Disclaimer: Hermann Hesse, tu és um gênio.
Meu caro Sinclair,
Eu não deveria estar escrevendo esta carta – eu não deveria ainda estar mantendo vínculos com você. Quando Max resolve deixar alguém, mesmo eu tendo conhecido esta pessoa, eu a deixo também. E eu conheço todas as pessoas, Sinclair. Você, suas irmãs, seus pais, seus amigos. Eu acabo tendo que deixar todos vocês, mas não sem antes acolhê-los no meu seio de mãe.
A maioria não toma conhecimento do meu nome, a maioria não se interessa por isso. Eu não sou como Max – eu chamo atenção, de fato, mas não busco por ela nem escolho ninguém. Eu não procuro a marca nas pessoas, Sinclair, espero que entenda isso. Ouça-me, Sinclair, e me deixe falar um pouco sobre o amor.
Max te ama – Max ama todos os discípulos, mas acho que gosta mais de você. E eu me envergonho por dizer que eu também gosto mais de você, mais do que todas as pessoas que eu já conversei no mundo. E eu já conversei com todas, mesmo que elas não tenham consciência disso. O amor é inconsciente, Sinclair. E eu transbordo de amor por todos os lados, eu abraço todos vocês.
Mas foi tão fácil para mim, revelar meu nome para você tão rapidamente! O amor acontece quando você menos espera. O meu fluiu até você naturalmente demais. Como uma folha de outono caindo calmamente em direção ao chão.
Eu o amo, Sinclair, e gostaria de ter me despedido da forma certa. E de ter aceitado seu amor quando deveria, mesmo sabendo ser só um devaneio adolescente... tantos discípulos de Max já se apaixonaram por mim! Senti receio de te encontrar. Mas quando te vi, mesmo você tendo se apaixonado por mim como todos os outros, eu te amei. Espero que entenda isso e me perdoe por nunca ter ficado tão próxima a você – mas também nunca fiquei tão distante.
O amor, Sinclair... o meu amor engloba todo o mundo. Max é a luta e suas feridas, eu sou as conseqüências e as curas. O meu amor engloba todo o mundo, e todos os mundos. Cada pessoa tem um modo particular de amar; e eu amo Max, eu amo você, amo Adão, amo Franz Kromer, amo Abraxas. Amo a todos. E todos me amam.
O amor, Sinclair
Mas ela parou e encarou o papel. Suspirou.
— Outra carta que não irá mandar, Eva? — Demian sorriu. — Elas estão acumulando em sua gaveta.
— Não convém mandá-la, Max — Eva respondeu, abrindo a gaveta e colocando a carta no topo de uma pilha. Não se podia ver, mas ela sabia que todas as cartas começavam com meu caro Sinclair. — Ele ainda se lembra de nós, certamente, mas deve ter uma vida completamente diferente.
Eva levantou-se da mesa e Demian a seguiu com o olhar, enquanto ela ia até a lareira. Demian suspirou.
— Feche os olhos, Eva.
Ela riu: — Queres me dar meu próprio beijo, Max? Ou ensinar-me as coisas que já aprendi há milênios?

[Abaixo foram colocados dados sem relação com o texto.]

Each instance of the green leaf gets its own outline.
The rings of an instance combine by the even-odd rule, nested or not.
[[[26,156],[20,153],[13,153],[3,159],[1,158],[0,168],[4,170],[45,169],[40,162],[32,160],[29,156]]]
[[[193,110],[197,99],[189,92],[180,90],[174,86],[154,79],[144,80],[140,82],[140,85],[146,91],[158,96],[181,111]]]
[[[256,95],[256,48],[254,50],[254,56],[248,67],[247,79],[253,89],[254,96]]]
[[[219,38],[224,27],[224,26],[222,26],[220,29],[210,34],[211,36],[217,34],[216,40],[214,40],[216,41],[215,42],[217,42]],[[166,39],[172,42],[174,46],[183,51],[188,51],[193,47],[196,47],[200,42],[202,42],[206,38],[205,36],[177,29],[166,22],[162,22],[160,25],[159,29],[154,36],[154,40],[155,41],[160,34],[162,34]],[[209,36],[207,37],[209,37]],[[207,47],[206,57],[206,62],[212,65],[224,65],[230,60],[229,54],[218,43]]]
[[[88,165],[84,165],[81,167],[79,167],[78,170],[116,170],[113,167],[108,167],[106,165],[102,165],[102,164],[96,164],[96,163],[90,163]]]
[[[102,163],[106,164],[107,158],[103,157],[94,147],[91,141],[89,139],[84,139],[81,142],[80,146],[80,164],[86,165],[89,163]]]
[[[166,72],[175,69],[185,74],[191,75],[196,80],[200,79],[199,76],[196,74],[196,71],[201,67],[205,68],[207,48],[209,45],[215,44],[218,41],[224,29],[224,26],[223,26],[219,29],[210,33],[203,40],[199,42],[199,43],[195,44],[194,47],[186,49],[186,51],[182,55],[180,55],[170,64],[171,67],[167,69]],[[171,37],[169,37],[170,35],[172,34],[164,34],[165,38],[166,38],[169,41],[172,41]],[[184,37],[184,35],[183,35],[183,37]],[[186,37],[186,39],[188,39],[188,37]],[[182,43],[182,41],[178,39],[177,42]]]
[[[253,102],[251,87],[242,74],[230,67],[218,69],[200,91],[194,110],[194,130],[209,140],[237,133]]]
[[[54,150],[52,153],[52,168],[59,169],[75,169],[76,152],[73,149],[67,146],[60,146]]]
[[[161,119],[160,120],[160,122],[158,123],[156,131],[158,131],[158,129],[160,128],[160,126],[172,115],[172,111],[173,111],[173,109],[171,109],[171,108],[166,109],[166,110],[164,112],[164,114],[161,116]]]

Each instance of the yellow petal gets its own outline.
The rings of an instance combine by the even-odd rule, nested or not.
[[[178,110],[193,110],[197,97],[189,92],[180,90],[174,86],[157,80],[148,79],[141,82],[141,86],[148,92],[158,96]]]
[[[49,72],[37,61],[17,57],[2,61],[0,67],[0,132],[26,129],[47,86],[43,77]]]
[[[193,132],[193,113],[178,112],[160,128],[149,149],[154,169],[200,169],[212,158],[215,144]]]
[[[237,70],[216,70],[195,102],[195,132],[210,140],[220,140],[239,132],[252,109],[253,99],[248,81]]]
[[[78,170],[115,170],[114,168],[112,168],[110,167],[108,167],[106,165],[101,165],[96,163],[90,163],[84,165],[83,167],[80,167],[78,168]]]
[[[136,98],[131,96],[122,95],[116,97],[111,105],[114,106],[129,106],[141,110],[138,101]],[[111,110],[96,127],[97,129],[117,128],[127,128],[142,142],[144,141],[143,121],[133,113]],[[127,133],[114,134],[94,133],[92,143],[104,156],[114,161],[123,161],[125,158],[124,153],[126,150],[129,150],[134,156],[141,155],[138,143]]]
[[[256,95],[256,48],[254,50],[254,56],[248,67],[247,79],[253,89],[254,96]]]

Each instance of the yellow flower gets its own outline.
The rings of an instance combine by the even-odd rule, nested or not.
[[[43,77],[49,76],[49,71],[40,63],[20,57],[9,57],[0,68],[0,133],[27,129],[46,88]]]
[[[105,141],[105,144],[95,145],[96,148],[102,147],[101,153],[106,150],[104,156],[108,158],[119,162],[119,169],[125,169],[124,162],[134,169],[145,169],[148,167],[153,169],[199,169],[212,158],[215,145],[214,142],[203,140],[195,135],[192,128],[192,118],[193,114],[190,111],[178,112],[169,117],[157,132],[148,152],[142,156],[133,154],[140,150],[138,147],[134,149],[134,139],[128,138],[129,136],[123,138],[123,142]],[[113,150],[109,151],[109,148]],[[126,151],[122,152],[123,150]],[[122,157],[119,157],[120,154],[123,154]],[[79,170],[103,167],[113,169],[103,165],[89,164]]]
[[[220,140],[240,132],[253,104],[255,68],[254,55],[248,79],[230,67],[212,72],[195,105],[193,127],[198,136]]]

— Longe disso. Só quero que você se concentre em Sinclair. Ele te amou tanto, Eva. Acho que merece isso.
Eva suspirou e fechou os olhos. Novamente, Demian tinha razão. Sinclair, Sinclair, Sinclair, Sinclair...
X
Sinclair despertou subitamente, com o coração palpitando. Ele sabia. Ele sentia. A mão suada espalmada no peito subiu até tocar os próprios lábios – eles formigavam, queimavam. E Sinclair soube e sorriu. Porque ele sabia daquilo desde sempre, estava adormecido em seu interior. Um dia, tornar-se-ia real. Sinclair sorriu e pensou em Eva com intensidade, mais intensidade do que já tinha feito na primeira vez, quando era tão jovem e tolo.
Nos seus lábios, no seu corpo, na sua mente e na sua alma sentia o formigante beijo de Eva.
N/A: Porque Eva/Sinclair também é digno, gente.